For a Maximum Segment Tree, which each node has an extra value max to store the maximum value in this node's interval.

Implement a modify function with three parameter root, index and value to change the node's value with [start, end] = [index, index] to the new given value. Make sure after this change, every node in segment tree still has the max attribute with the correct value.

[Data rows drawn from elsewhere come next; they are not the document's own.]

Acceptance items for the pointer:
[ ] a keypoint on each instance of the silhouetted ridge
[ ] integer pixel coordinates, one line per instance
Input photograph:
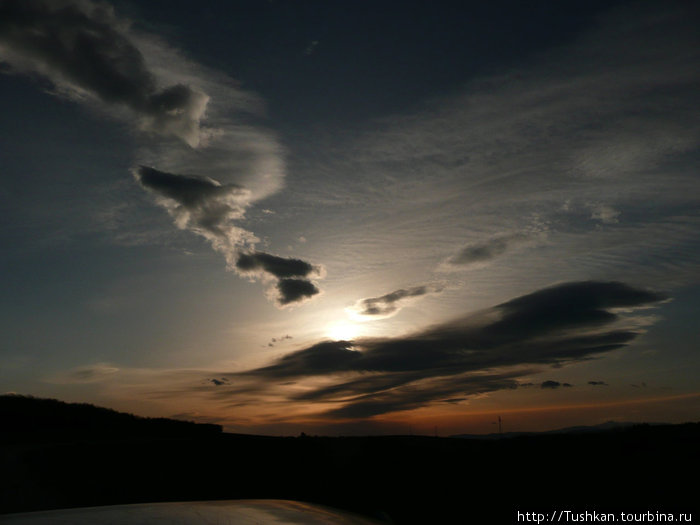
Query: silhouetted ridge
(34, 419)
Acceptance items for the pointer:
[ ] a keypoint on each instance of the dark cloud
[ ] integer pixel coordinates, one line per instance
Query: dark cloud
(209, 208)
(295, 291)
(389, 304)
(279, 267)
(486, 250)
(82, 47)
(202, 205)
(288, 275)
(478, 353)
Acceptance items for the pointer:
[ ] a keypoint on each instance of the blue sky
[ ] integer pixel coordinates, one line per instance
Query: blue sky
(442, 212)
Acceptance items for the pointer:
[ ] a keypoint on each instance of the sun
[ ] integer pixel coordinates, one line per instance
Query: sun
(341, 331)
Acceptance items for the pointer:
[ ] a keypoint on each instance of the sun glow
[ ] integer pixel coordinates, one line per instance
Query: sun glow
(342, 331)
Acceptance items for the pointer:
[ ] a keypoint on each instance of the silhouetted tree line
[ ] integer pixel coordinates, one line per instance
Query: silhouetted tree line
(407, 479)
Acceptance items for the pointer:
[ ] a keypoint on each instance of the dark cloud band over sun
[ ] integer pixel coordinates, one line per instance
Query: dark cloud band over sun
(482, 352)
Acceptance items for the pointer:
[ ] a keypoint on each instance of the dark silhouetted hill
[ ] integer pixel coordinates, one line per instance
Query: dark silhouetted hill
(32, 419)
(405, 479)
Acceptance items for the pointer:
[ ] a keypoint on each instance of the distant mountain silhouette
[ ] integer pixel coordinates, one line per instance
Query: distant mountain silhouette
(62, 455)
(40, 420)
(581, 429)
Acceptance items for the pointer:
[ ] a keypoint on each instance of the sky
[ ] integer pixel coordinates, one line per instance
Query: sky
(353, 217)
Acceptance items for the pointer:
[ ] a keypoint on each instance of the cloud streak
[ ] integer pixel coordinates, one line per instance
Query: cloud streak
(85, 51)
(481, 352)
(211, 163)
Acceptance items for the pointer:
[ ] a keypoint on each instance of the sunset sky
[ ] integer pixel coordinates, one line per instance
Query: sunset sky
(353, 217)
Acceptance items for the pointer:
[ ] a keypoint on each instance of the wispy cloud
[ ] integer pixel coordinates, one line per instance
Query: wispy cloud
(390, 304)
(204, 155)
(85, 50)
(569, 146)
(482, 352)
(484, 251)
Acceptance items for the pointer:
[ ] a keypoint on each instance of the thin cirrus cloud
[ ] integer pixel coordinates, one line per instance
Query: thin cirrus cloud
(201, 159)
(483, 251)
(482, 352)
(390, 304)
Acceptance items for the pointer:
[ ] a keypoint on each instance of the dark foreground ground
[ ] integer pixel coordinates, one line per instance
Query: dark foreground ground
(49, 460)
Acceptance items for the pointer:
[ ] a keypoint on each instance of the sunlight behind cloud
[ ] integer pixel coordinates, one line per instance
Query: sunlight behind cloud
(342, 331)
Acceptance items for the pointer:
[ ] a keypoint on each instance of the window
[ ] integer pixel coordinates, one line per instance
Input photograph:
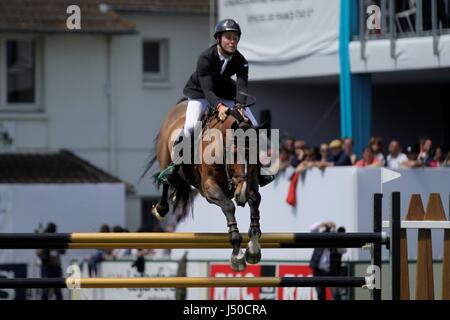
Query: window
(18, 74)
(155, 60)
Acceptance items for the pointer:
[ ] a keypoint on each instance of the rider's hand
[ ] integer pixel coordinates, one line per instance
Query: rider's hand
(241, 111)
(223, 110)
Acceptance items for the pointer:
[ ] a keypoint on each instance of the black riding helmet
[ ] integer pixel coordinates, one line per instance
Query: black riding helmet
(226, 25)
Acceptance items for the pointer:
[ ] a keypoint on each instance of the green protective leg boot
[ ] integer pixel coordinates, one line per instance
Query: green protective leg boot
(168, 175)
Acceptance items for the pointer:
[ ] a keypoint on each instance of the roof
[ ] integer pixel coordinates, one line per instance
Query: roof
(61, 167)
(49, 16)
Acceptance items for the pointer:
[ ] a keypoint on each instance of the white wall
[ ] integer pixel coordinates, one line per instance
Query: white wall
(73, 207)
(141, 108)
(410, 53)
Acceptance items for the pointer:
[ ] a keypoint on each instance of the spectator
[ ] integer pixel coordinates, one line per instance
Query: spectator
(412, 154)
(51, 264)
(323, 152)
(299, 152)
(438, 159)
(348, 149)
(376, 144)
(288, 144)
(446, 162)
(395, 157)
(425, 151)
(368, 159)
(98, 256)
(326, 261)
(309, 160)
(284, 159)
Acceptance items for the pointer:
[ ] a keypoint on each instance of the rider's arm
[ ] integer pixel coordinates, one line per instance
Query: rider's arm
(205, 78)
(242, 82)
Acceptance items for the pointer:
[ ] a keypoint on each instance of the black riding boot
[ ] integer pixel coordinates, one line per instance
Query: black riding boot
(170, 174)
(265, 179)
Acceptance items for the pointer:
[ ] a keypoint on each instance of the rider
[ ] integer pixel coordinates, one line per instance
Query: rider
(211, 85)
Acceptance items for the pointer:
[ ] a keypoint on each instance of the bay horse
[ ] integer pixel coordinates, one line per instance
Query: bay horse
(219, 183)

Have you met this question in a real interview? Yes
Example
For segment tree:

[1, 4, max=3]
/                \
[1, 2, max=2]                [3, 4, max=3]
/              \             /             \
[1, 1, max=2], [2, 2, max=1], [3, 3, max=0], [4, 4, max=3]
if call modify(root, 2, 4), we can get:

[1, 4, max=4]
/                \
[1, 2, max=4]                [3, 4, max=3]
/              \             /             \
[1, 1, max=2], [2, 2, max=4], [3, 3, max=0], [4, 4, max=3]
or call modify(root, 4, 0), we can get:

[1, 4, max=2]
/                \
[1, 2, max=2]                [3, 4, max=0]
/              \             /             \
[1, 1, max=2], [2, 2, max=1], [3, 3, max=0], [4, 4, max=0]
Note
We suggest you finish problem Segment Tree Build and Segment Tree Query first.

Challenge
Do it in O(h) time, h is the height of the segment tree.

/**
* Definition of SegmentTreeNode:
* public class SegmentTreeNode {
*     public int start, end, max;
*     public SegmentTreeNode left, right;
*     public SegmentTreeNode(int start, int end, int max) {
*         this.start = start;
*         this.end = end;
*         this.max = max
*         this.left = this.right = null;
*     }
* }
*/
public class Solution {
/**
*@param root, index, value: The root of segment tree and
*@ change the node's value with [index, index] to the new given value
*@return: void
*/
public void modify(SegmentTreeNode root, int index, int value) {
// write your code here
if (root.start == root.end) {
root.max = value;
return;
}
int mid = (root.start + root.end)/2;
if (index <= mid) modify(root.left, index, value);
else modify(root.right, index, value);
root.max = Math.max(root.left.max, root.right.max);
}
}